The Refugee Council runs support for London based refugee doctors to re-qualify to UK standards and secure employment appropriate to their professional qualifications. Farkhunda, one of the doctors we’ve helped, shares her story.
I never made a conscious decision to become a doctor. Back then in Afghanistan, ladies of my generation only really had two career options: medicine or teaching. My family were keen for me to study medicine, so I did.
I spent five years studying in Afghanistan before I had to leave: the Taliban had taken over and had closed down education for women. There was no safety or stability in the country. We fled to Pakistan and I spent the next two years continuing my studies at a university in Pakistan before coming to Britain in 2002 to join my husband.
When I arrived I could speak English, but I struggled to get my paperwork in order and navigating the system was tough.
In 2006 I applied to the General Medical Council (GMC) for registration. They rejected me. I was devastated. They refused to recognise my primary medical qualifications from Pakistan as the university I’d attended hadn’t been registered with the World Health Organisation.
I didn’t know what to do. I gave up.
The following year, I had my second child but I was still thinking about my future. I’ve always been ambitious; my career is part of my identity. Without it, I didn’t know who I was.
I managed to resume my studies in 2011 and re-did the last two years of my primary medical qualification. After that, I began my re-qualification in Britain.
I was never just studying though; I am a wife and mother too and I had lots of other important responsibilities. It was an exceptionally chaotic time in my life; I was depressed, stressed and trying to study. I was lost.
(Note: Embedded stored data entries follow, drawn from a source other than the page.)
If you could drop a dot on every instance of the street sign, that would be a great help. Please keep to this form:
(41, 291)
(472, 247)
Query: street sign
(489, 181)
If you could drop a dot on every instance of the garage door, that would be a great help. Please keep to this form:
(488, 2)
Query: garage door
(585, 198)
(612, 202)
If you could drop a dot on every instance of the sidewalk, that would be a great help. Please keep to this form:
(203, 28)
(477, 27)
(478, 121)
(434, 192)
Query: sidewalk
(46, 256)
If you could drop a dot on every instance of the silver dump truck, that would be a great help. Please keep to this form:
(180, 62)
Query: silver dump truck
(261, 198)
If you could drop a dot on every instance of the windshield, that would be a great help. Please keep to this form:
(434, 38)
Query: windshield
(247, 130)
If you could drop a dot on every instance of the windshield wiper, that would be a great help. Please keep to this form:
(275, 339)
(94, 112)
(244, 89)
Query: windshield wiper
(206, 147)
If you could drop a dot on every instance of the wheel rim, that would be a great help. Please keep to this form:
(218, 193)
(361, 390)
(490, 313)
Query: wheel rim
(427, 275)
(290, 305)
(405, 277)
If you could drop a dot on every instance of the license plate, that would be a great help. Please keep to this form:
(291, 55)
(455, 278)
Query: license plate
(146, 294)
During that time, I found the Refugee Council’s healthcare professionals programme very useful; I was helped in so many ways from exam preparation classes, to financial and moral support. I would stay at the Refugee Council studying until the building closed and the help I had finding work experience – a clinical attachment – was invaluable.
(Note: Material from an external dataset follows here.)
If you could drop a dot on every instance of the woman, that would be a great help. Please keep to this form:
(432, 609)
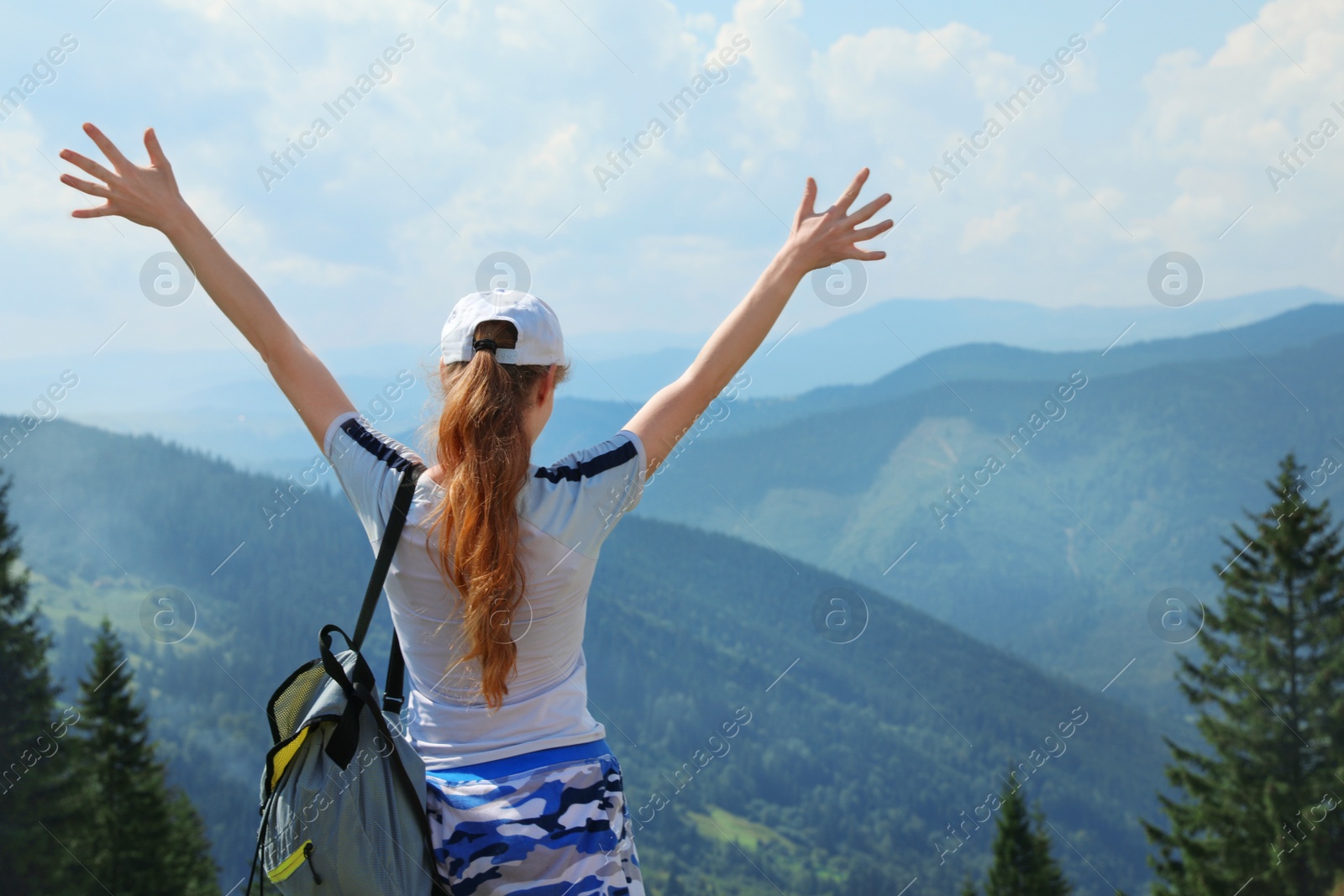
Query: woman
(488, 587)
The project coordinator, Fahira Mulamehic, has been a tremendous support; she’s always been there for me. When I lost hope, my faith in Allah and the support of others – people like Fahira and Louise Salmon at RAGU – kept me going. I don’t know how to thank them.
Even after I had passed all of my exams, I then had to get through the GMC registration procedure. They’re really tough with their checking process. When they were trying to verify my primary medical qualification I was asked to provide specific dates and hours of study which were extremely hard to get. There are no computer records of this data in Afghanistan: and lots of documents were lost or burned during the war. It was a hard job to sort out so much paperwork and documentation from my former University before I was given my registration.
It was an extremely challenging time and I don’t know how I did it; sometimes I don’t know if I’m human or if I’m made of metal.
Other refugee doctors arriving in Britain will face a range of different challenges, but I think it’s important to remember that you’re a doctor anywhere in the world. Don’t underestimate your knowledge and abilities. It’s important not to give up; the opportunities are there, you’ve just got to grab them. I never thought I’d get to where I am, but now I’m smiling after overcoming extremely challenging barriers and obstacles.
When I arrived in Britain I didn’t know what the future would hold, where I would end up or what I would face.
I had such a long wait and then everything has come so quickly: it’s been three weeks since I have my GMC registration and I I’ve got a job in a London hospital and it hasn’t sunk in yet. It’s difficult for me to absorb the last 13 years in three weeks.
As well as helping people through medicine, I want to be an inspiration for other women from my country and a role model for my children. I want to help fight for Afghan women’s rights. I’ve been through what they’re going through, but I want them to know that they can do anything; that they’re strong enough. Women shouldn’t let cultural barriers prevent them from achieving and reaching their goals.
I imagine on my first day at work I’ll be nervous and excited. But I’ll also be proud. I’ve climbed many barriers, but the joy of achievement is something you can’t describe.